Both Kugel, as well as Sonja Chavez, the current general manager at the Upper Gunnison River Water Conservancy District, told me that the difficulties of water shepherding contribute to their skepticism of “demand management” — a massive effort by Colorado water managers to determine how to best cut water use.
“The whole issue of shepherding is huge,” Chavez said. Demand management might sound good on paper, but the legal implications and the water shepherding implications throw doubt on the implementation of a statewide demand management program.
“The ability to track water that is conserved consumptive use all the way to the state line is really critical for the success of that program,” Colorado River District General Manager Andy Mueller told Aspen Journalism on the subject of the Homestake experiment. “And if you can’t track a slug of 1,600 acre-feet of water to the state line, how are you going to track the voluntary reduction in use of a small ditch on the West Slope that maybe they are saving 15 acre-feet?”

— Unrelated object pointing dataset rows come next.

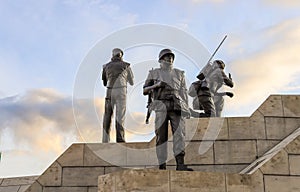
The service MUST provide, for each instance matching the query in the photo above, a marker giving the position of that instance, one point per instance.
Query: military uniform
(170, 103)
(202, 99)
(216, 80)
(115, 76)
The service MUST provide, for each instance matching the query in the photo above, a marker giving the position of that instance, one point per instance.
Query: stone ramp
(179, 181)
(239, 142)
(278, 170)
(16, 184)
(286, 151)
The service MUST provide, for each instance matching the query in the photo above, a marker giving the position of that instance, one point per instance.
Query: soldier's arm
(193, 89)
(104, 78)
(183, 92)
(228, 81)
(148, 83)
(130, 76)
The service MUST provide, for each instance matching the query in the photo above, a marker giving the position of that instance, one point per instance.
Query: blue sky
(43, 44)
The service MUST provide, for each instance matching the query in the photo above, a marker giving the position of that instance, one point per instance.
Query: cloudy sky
(44, 45)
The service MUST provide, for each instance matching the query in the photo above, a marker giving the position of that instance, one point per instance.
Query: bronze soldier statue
(170, 103)
(115, 76)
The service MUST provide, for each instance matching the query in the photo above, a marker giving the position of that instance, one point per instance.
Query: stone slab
(108, 170)
(90, 158)
(219, 168)
(52, 176)
(111, 153)
(294, 146)
(292, 124)
(9, 188)
(272, 106)
(81, 176)
(294, 163)
(279, 164)
(18, 181)
(197, 181)
(35, 187)
(206, 129)
(199, 153)
(265, 145)
(282, 183)
(23, 188)
(235, 152)
(239, 128)
(257, 124)
(275, 128)
(65, 189)
(135, 180)
(291, 105)
(73, 156)
(140, 154)
(245, 183)
(92, 189)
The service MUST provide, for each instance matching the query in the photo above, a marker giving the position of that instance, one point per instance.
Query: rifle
(207, 69)
(148, 107)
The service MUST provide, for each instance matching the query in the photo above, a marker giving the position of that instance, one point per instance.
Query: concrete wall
(280, 173)
(226, 145)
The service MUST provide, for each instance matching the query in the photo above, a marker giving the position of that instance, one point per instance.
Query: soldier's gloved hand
(230, 94)
(159, 84)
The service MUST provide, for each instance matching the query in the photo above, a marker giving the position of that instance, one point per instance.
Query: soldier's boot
(163, 166)
(180, 164)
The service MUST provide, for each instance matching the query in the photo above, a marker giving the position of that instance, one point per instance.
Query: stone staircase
(256, 153)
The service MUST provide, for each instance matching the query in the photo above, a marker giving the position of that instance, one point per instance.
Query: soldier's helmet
(220, 64)
(164, 52)
(117, 52)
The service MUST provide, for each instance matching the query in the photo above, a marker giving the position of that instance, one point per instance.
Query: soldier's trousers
(219, 104)
(114, 98)
(207, 105)
(161, 131)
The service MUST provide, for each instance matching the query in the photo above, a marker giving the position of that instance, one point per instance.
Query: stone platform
(256, 153)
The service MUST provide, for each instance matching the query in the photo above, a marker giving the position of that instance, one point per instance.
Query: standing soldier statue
(170, 103)
(217, 79)
(115, 76)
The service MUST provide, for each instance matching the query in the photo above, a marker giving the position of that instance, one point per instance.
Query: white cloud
(283, 3)
(268, 70)
(38, 126)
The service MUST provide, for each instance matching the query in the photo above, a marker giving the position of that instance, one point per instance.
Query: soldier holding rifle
(170, 103)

Water shepherding experiments will continue because the state has to figure out how to deliver more water downstream. Colorado has set its sights on storing 500,000 acre-feet of water in Lake Powell to protect against the increasingly likely scenario that too little water will flow to Nevada, California and Arizona. But, as shown in the Upper Gunnison River Water Conservancy District’s supply report for this week, that 500,000 acre-feet buffer may not be enough. Lake Powell will release about 8 million acre-feet this year. Only about 5 million acre-feet are expected to flow in.
“Throwing 500,000 acre feet down there will not do much if it stays hot and dry and if the flows do not materialize,” Chavez said.
Next time you drive by Blue Mesa Reservoir, this news may put its waters in a different light. We don’t know how to deliver water through rivers, but we do know how to dam them. And as Lake Powell is expected to fill to just 33% of capacity this year, our limited knowledge may not be enough.